Sure, I resisted temptation today. That didn’t mean it wouldn’t consume me tomorrow.
Each case was another opportunity to succumb, another heart no one would mind me having for lunch.
“Once you sign on the dotted line, I’ll get the files to you.” Clay kept a wary eye on the daemon. “Well, he will.”
The size of Clay’s fingers made it hard for him to use laptops. Phones, at least, could be voice controlled.
Inching back, I banged the fence with my hip, fumbled the gate open behind me, then retreated into the yard, safe behind the wards.
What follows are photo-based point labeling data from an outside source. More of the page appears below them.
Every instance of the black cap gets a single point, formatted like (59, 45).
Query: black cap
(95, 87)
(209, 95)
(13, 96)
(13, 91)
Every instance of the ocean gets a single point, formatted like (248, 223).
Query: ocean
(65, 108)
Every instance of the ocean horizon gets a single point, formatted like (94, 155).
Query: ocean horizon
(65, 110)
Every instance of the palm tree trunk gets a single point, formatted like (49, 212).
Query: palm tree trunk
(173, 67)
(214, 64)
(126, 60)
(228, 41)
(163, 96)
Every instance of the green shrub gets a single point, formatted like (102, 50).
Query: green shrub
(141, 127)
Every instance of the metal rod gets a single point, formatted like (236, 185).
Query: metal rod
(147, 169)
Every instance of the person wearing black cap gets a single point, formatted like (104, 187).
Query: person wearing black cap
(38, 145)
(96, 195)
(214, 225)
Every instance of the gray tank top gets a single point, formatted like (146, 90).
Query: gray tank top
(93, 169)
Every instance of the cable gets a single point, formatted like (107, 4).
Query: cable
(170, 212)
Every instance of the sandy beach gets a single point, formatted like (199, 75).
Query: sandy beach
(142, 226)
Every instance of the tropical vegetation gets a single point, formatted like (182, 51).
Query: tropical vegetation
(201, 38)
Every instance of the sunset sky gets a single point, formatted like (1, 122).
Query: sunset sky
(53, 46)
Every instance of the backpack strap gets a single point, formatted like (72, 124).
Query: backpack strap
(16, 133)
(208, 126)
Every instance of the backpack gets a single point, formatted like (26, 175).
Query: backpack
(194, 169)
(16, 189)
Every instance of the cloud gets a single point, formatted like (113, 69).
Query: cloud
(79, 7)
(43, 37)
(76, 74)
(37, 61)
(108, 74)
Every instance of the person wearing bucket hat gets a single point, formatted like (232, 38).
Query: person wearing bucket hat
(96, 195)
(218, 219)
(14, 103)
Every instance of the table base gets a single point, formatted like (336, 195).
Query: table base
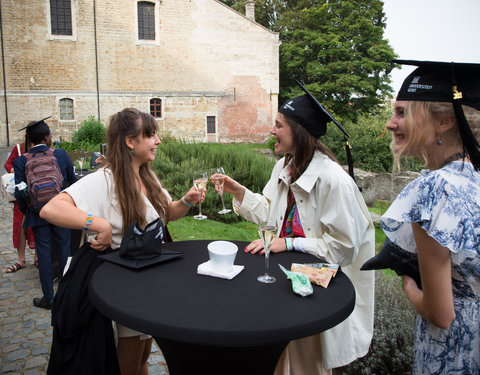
(187, 359)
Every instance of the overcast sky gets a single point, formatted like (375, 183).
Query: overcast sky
(434, 30)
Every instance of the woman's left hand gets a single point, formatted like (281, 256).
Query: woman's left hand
(194, 197)
(256, 246)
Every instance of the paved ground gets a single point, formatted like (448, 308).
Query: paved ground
(25, 331)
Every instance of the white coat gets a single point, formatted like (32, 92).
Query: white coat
(338, 228)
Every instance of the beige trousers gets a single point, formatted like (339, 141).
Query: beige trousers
(302, 357)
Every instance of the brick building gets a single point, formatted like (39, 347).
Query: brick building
(205, 71)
All without turning my back on the daemon, who watched me with avarice.
Manners I had forgotten returned to me in a rush now that a ward stood between me and the daemon.
Already dreading the answer, I still forced out, “Do you need a lift to your hotel?”
“Yes,” the daemon rumbled, his fangs gleaming.
“No.” Clay spoke over him. “I called a tow for the SUV. The driver said he would give us a lift into town.”
“Sounds like you boys have it handled.” I pivoted on my heel. “I’ll be inside if you need anything.”
A shiver coasted down my spine, and I glanced over my shoulder to find the daemon sliding a dark claw down the ward that kept him from opening the gate.